Он вспыхнул, но ее уже не было в комнате. Нет, надо домой, сейчас встану, надену пиджак, надену все остальное и пойду домой. Шесть утра, трамваи уже пошли. Он представил, как едет один в утреннем промерзшем трамвае, ранним праздничным утром, абсолютно один — ведь все остальные еще празднуют, и ему стало тоскливо. Домой не хотелось. Болела голова, мутило, он посмотрел на стол, заставленный грязными тарелками, полупустыми бутылками, в остатках благородной рыбы торчал длинный бычок со следами помады. За окном шумела припозднившаяся компания, опять грохнула ракетница, только уже тихо и бессмысленно, как и все, что происходит после своего часа.
— Совсем затосковал? — спросила Нэля, входя в комнату. Она приняла душ и переоделась, на ней был длинный, в пол, халат, краску с лица она смыла, вид усталый, самоуверенный и домашний. — Иди в душ, полотенце висит слева. — Он послушно кивнул головой и вышел из комнаты.
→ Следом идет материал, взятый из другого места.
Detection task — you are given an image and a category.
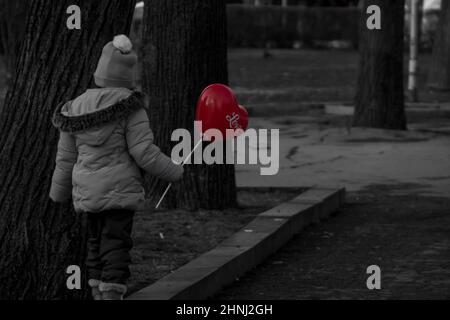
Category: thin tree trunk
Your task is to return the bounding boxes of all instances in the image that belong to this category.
[143,0,236,209]
[0,0,134,299]
[428,0,450,91]
[353,0,406,130]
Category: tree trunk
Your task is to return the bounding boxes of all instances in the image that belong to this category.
[143,0,236,209]
[353,0,406,130]
[428,0,450,91]
[0,0,28,82]
[0,0,134,299]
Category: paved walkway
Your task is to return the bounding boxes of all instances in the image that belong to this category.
[215,186,450,300]
[237,115,450,197]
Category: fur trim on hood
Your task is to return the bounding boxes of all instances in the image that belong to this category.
[52,91,145,133]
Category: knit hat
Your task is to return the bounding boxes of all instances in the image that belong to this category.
[94,34,137,89]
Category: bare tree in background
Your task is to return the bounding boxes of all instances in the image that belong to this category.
[428,0,450,91]
[353,0,406,130]
[0,0,135,299]
[143,0,236,209]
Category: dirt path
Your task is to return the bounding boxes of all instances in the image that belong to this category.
[216,185,450,299]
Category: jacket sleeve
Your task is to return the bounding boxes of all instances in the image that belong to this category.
[50,131,78,202]
[126,109,184,182]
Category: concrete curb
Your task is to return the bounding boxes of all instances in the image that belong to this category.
[127,187,345,300]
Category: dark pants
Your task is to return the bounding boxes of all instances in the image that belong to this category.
[86,210,134,284]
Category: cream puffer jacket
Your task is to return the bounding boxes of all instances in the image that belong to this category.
[50,88,183,212]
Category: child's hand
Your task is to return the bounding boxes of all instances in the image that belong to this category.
[175,164,184,182]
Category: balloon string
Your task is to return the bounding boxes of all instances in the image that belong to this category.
[155,137,203,209]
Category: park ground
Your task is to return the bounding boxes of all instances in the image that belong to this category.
[0,49,450,299]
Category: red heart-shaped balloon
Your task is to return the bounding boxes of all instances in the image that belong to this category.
[195,84,248,139]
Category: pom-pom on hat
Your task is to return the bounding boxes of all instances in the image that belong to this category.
[94,34,137,89]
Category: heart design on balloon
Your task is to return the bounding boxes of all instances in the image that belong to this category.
[195,84,248,139]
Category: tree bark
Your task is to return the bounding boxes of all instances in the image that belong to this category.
[0,0,134,299]
[428,1,450,91]
[0,0,27,82]
[143,0,236,209]
[353,0,406,130]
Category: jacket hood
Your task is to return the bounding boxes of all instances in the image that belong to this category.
[52,88,145,145]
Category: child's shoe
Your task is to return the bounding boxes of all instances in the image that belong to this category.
[99,282,127,300]
[88,279,102,300]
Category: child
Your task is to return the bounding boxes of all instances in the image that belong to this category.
[50,35,183,300]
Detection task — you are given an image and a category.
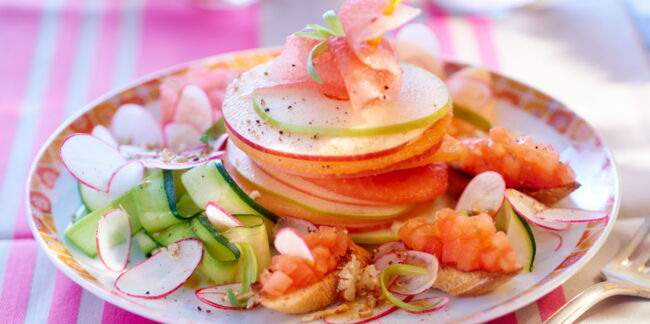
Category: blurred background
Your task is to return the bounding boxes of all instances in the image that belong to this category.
[0,0,650,323]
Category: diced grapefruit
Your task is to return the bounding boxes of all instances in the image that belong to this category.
[458,127,575,189]
[399,208,522,273]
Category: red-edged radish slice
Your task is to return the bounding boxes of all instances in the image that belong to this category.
[108,160,144,195]
[273,217,318,236]
[274,228,314,262]
[505,189,569,231]
[140,151,225,170]
[90,125,117,147]
[456,171,506,217]
[389,250,438,296]
[115,239,203,299]
[405,296,449,314]
[163,122,202,151]
[194,283,246,310]
[374,241,407,260]
[537,208,607,223]
[323,296,413,324]
[205,202,243,232]
[60,134,126,192]
[174,85,212,131]
[95,209,131,272]
[110,104,163,146]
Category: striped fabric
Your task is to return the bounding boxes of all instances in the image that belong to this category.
[0,0,576,324]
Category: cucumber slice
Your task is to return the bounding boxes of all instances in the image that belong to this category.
[349,228,399,244]
[223,215,271,274]
[64,188,142,257]
[194,251,241,286]
[190,215,241,261]
[181,160,278,221]
[133,170,182,233]
[151,222,197,246]
[496,200,537,272]
[162,170,201,220]
[133,230,160,257]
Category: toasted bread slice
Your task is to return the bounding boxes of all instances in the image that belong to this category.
[260,242,370,314]
[433,265,519,297]
[519,181,580,205]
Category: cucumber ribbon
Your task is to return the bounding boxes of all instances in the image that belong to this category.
[380,264,442,312]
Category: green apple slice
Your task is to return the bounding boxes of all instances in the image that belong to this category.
[226,143,413,219]
[222,63,430,158]
[253,64,451,136]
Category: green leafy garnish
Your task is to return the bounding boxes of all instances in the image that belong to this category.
[307,41,329,83]
[380,264,439,311]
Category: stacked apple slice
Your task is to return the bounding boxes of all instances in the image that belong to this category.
[222,60,451,228]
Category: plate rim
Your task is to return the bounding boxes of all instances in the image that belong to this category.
[24,46,621,323]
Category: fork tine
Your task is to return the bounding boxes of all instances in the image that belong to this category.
[614,215,650,263]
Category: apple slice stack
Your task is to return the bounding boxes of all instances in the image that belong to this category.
[222,64,455,228]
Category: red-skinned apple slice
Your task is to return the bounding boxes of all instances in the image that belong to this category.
[456,171,506,217]
[273,228,314,263]
[163,122,202,152]
[194,283,245,310]
[110,104,163,146]
[505,189,569,231]
[115,239,203,299]
[205,202,243,232]
[273,217,318,236]
[174,85,212,133]
[324,296,413,324]
[405,296,449,314]
[95,209,131,272]
[90,125,117,147]
[60,134,126,192]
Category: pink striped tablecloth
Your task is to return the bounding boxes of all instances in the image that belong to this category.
[0,0,648,324]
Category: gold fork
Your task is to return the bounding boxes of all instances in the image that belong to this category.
[544,215,650,324]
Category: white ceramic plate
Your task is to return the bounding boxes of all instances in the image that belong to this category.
[27,49,619,323]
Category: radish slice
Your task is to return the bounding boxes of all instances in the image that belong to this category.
[163,122,202,151]
[108,160,144,195]
[405,296,449,314]
[174,85,212,133]
[194,283,246,310]
[389,251,438,296]
[273,217,318,236]
[90,125,117,147]
[205,202,243,232]
[115,239,203,299]
[95,209,131,272]
[110,104,163,146]
[505,189,569,231]
[60,134,126,192]
[374,241,407,260]
[141,151,225,170]
[323,296,413,324]
[456,171,506,217]
[537,208,607,223]
[274,228,314,262]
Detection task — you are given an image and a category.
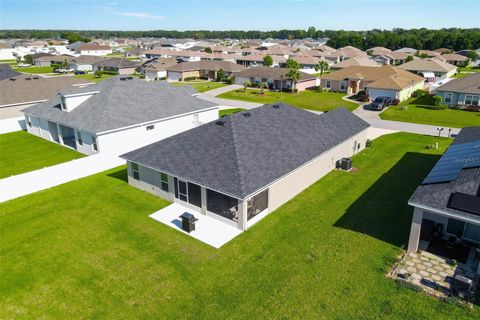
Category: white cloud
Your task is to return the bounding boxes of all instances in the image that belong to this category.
[119,12,165,20]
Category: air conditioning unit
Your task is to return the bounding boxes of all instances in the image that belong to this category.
[337,158,352,171]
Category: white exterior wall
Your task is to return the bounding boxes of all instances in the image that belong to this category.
[97,108,218,153]
[268,129,368,212]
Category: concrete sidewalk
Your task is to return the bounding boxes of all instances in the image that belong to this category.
[0,154,125,202]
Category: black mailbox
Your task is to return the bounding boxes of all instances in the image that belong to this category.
[180,212,198,233]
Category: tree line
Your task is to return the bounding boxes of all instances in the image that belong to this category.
[0,27,480,51]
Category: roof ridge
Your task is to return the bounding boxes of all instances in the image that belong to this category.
[228,112,246,198]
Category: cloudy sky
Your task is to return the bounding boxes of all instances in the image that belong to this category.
[0,0,480,30]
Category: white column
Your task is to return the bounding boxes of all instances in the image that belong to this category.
[408,207,423,252]
[57,123,63,145]
[238,200,247,230]
[200,187,207,215]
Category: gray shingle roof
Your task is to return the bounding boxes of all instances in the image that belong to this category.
[24,76,215,133]
[409,127,480,222]
[122,104,369,199]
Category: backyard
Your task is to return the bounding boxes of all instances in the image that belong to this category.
[380,95,480,128]
[0,131,84,179]
[217,89,358,111]
[0,133,480,320]
[171,81,227,93]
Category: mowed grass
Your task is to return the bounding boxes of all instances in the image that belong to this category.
[218,108,245,118]
[217,89,358,111]
[0,133,480,320]
[0,131,84,179]
[170,81,227,93]
[380,96,480,128]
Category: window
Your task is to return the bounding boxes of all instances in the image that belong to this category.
[92,137,98,151]
[160,172,168,192]
[447,218,465,238]
[465,94,479,106]
[77,131,83,146]
[444,92,453,103]
[463,223,480,241]
[132,162,140,180]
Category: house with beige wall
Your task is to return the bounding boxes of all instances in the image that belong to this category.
[120,103,369,230]
[320,65,425,101]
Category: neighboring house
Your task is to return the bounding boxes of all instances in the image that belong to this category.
[0,72,89,119]
[321,65,425,101]
[398,59,457,83]
[166,60,245,81]
[33,55,72,67]
[120,104,369,230]
[442,53,470,67]
[140,58,177,81]
[0,42,17,60]
[93,58,140,74]
[0,63,22,81]
[236,53,287,68]
[24,76,218,154]
[436,73,480,107]
[76,43,112,56]
[408,127,480,273]
[330,56,380,70]
[234,67,318,92]
[67,56,105,72]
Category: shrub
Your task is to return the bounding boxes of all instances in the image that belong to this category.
[432,96,442,106]
[412,89,428,98]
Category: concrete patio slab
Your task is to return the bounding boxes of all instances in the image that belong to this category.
[150,203,242,249]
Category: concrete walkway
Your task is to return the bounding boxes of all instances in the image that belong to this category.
[0,154,125,202]
[0,117,26,134]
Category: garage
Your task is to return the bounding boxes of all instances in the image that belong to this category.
[367,88,397,100]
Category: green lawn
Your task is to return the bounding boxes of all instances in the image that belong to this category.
[74,73,115,82]
[217,89,358,111]
[0,133,480,320]
[0,131,84,179]
[12,66,53,73]
[218,108,245,118]
[380,95,480,128]
[171,81,227,93]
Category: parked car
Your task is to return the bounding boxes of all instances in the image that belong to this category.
[367,97,393,111]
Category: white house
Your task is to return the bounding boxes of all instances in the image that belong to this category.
[24,76,218,154]
[121,104,369,230]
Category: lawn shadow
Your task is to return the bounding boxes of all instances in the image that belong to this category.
[334,152,440,247]
[107,168,128,182]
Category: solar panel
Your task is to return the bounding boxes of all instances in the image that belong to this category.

(В ванной комнатке уютно и тесно, бабкиных вещиц не видно, только шампуни, кремы, дезодоранты, все Нэлино, Нэлино, Нэлино. Снять брюки, снять жилет, снять галстук и рубашку, снять плавки, открыть горячую воду, открыть холодную воду, направить душ на себя, горячо, горячо, но так надо, головная боль и тошнота уходят, я молод, я здоров, я впервые встречаю Новый год с женщиной, я люблю эту женщину, знает ли она об этом? Она только что принимала душ в этой же ванне, в этой же ванне и этой же ванной, вытиралась этим же полотенцем, оно еще влажное, большое, желто–красное, махровое полотенце, у нас дома есть такое же, только не желто–красное, а желто–синее, закрыть горячую воду, закрыть холодную воду, насухо вытереться, надеть плавки… — Ты закончил? — спрашивает из–за двери Нэля. — Возьми, — и протягивает ему тренировочные брюки и свитер, — твои вещи надо погладить, — Он опять краснеет. Боже, сколько можно краснеть от всего и везде, ни дня без покраснения, красный как рак, красный вареный рак в большом эмалированном тазу. Свитер маловат, но это ничего, трико же коротковато, но и это тоже ничего. Затереть за собой пол, и все. Он выходит из ванной. Нэля смотрит на него и начинает смеяться.)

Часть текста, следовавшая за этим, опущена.